Traditional Spaghetti Bolognese recipes are made with very little marinara. The authentic version is mostly made of meat.

Me? I like a little bit more sauce in my pasta, so feel free to use a 28 oz. can instead of the 18 ounces noted in the recipe. You can always start with 18 ounces and add more as you see fit.

Bolognese Sauce Ingredients

See recipe card at the bottom of this post for ingredient quantities and instructions.

Olive Oil– High quality goes a long way!
Yellow Onion
Carrot
Celery
Garlic– Mince fresh cloves yourself for ultimate flavor
Beef- I use 80% lean
Italian Sausage- Sweet or Hot, (I use hot)
Red Wine– Chianti, Pinot Pior, Merlot are great in Bolognese sauce. See below for substitution options.
Crushed Tomatoes- Make sure you get the ground stuff, not chunky diced tomatoes.
Rosemary– fresh or dry
Sage– fresh or dry
Salt
Pepper
Parsley– to garnish
Grated Parmesan– to garnish
Bay Leaves and red pepper flakes may also be added to the sauce prior to simmering.

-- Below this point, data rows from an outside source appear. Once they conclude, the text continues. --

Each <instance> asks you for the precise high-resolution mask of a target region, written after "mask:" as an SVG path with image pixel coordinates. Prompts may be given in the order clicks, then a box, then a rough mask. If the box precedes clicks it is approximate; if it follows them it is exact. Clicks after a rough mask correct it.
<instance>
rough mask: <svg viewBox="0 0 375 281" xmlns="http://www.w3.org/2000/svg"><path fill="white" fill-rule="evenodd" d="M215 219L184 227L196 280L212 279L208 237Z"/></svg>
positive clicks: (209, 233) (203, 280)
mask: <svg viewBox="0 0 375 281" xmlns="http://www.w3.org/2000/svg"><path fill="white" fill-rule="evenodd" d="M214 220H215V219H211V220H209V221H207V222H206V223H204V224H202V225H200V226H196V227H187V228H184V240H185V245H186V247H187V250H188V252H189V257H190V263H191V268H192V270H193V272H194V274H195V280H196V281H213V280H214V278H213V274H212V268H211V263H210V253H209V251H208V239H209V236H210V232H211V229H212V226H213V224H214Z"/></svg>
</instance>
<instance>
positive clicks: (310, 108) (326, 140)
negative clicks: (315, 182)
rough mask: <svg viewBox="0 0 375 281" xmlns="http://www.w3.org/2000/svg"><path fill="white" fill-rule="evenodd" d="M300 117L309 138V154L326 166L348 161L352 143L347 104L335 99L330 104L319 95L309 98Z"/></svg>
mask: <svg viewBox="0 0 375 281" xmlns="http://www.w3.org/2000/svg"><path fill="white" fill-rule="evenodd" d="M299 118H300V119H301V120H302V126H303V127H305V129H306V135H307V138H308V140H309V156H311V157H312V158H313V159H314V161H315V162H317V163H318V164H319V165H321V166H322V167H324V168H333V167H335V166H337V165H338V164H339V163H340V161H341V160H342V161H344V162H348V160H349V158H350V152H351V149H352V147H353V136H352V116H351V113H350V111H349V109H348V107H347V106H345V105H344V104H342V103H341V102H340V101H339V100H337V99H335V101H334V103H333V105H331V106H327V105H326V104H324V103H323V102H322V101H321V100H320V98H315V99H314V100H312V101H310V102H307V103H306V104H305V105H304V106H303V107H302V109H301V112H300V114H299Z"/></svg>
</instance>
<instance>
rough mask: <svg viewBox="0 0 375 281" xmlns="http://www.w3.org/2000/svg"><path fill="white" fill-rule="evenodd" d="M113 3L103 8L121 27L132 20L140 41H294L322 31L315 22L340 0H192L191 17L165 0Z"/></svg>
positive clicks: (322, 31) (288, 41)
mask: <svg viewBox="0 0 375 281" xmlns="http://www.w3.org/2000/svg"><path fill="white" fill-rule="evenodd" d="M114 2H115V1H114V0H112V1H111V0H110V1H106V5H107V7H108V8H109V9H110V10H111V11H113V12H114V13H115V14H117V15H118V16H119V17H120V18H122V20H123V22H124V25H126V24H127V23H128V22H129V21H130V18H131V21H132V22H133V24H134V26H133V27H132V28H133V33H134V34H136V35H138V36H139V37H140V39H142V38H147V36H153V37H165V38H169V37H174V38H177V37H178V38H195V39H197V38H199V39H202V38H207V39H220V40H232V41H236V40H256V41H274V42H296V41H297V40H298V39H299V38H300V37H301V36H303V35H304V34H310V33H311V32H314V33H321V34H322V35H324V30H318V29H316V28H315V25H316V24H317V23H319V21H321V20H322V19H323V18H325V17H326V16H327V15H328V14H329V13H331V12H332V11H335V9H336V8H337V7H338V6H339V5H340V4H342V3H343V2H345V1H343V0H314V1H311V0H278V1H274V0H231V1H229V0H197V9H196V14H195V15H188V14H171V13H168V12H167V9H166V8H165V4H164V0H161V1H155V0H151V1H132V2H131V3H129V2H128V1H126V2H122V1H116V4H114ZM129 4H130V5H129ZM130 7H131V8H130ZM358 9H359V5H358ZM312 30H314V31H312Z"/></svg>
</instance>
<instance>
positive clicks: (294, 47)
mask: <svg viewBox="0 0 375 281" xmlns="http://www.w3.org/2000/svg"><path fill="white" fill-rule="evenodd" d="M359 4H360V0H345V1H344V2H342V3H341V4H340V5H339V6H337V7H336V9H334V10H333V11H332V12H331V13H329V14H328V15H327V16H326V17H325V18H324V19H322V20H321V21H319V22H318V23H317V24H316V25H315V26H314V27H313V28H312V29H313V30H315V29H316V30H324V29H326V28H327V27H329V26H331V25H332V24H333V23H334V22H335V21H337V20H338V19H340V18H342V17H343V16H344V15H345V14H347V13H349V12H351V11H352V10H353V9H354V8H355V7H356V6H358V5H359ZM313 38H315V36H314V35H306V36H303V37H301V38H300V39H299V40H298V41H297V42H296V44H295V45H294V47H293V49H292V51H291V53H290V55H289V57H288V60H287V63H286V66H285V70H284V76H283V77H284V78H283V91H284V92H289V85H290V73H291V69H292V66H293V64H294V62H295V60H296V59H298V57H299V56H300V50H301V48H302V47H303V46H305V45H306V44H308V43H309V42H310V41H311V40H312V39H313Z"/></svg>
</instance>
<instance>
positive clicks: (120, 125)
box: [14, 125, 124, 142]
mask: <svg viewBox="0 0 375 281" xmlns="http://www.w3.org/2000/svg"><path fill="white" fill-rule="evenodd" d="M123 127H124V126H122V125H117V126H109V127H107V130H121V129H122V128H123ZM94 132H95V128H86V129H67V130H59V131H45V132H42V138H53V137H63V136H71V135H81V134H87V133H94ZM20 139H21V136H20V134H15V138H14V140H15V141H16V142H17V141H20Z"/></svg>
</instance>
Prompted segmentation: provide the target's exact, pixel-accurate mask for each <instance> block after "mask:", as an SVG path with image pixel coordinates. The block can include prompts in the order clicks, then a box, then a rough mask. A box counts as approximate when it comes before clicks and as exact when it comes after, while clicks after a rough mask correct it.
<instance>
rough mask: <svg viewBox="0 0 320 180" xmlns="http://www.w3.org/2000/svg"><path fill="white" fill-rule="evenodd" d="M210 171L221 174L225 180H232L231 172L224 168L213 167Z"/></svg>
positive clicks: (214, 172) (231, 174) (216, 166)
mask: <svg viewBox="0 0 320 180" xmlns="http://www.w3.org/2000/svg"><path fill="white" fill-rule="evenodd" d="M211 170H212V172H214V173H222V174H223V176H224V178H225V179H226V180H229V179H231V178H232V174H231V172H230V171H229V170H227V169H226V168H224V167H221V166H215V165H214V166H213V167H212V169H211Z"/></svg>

Want to try creamy Bolognese sauce?
Add 1 tablespoon of softened cream cheese to the sauce mixture.

How to Make it

Soften the vegetables and brown the meat.
Crushed tomatoes, and seasonings. Simmer for an hour and stir occasionally.
Stir in cooked spaghetti. Top with grated Parmesan and serve!

Difference between Bolognese Sauce and Spaghetti Sauce
Traditional bolognese sauce is primarily comprised of meat (ground beef), with just a bit of tomato sauce. Spaghetti sauce is mostly made of tomato or marinara sauce and can be completely meat free.

Storage

This spaghetti Bolognese reheats well in the microwave or on the stove top.
Store it in an airtight container in the refrigerator, it’s best if eaten within three days.

Freezing

Bolognese Sauce makes a great freezer food and is best if you can freeze it separately from the pasta.
To freeze, let it cool completely. Store it in a labeled airtight container. It’s best if you use is within 3 months.

Boil fresh pasta once ready to serve it.
Let it defrost in the refrigerator overnight if possible. Reheat in the microwave or on the stove top.
PSST: If  you do freeze it with the spaghetti mixed in, it’s totally okay. I do it all the time.